Too Hard

(Written in October 2003)
I can’t do this.  It’s just too hard.  I did the bank deposit & went downtown, shopped, got mail — all with my heart like a stone, body frozen in fear.  Put on Oratorium, collapsed on the floor.  Got in touch with the pain, moved a little in the music for Shoror, then just collapsed again.  It’s too hard being alone with this.  I’m willing to do the process but when I try it on my own I just bog down in depression.
I need to find some support right around here.  What would help?  Someone who’s willing to be with me while I’m in the pain and not try to fix it.  Someone who could listen and empathize if I need to talk.  Someone who supports me in staying in touch with my feelings and being able to speak them in the moment.

I’m feeling totally bummed out.  I’ve lost my courage.  I find myself wondering what one does with a beloved dog if/when one commits suicide.
Well, I can feel a toughness stiffening me, thank god.  Yes, this is a war zone, and I fear that the things I love are going under: beauty and peace, co-operation and consideration and compassion, tenderness and mercy — and our beautiful planet with its richness of biodiversity, and our beautiful human family with its richness of music and dance and costume and food, its many names for God and different ways to contact Spirit.  And I know that the physical vehicles of all this richness and beauty are doomed to death and disintegration.  So then the only things that last are the creative joy that brings them to birth, and the compassion that witnesses all suffering.  Therefore I hold on to my faith in the realm of Spirit, despite the fact that I can’t feel it, I hold on to my need for authenticity and compassion, despite the fact that I can’t feel the compassion.  And I try to live with some dignity in this horrific world, sometimes collapsing in abject fear, sometimes continuing to make cups of tea though the bombs are falling.

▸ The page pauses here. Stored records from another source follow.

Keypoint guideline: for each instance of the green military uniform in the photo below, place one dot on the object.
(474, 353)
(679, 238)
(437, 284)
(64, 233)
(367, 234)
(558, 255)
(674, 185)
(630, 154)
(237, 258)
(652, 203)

I think what I’m most afraid of is the long slow disintegration, the erosion of my courage in niggling struggles like the one at the supermarket, with no clear crisis that calls out my courage and helps bring people together, but instead just this horror of things getting more and more difficult and we all keep struggling in isolation, getting overwhelmed one by one and going under…    That’s the fear.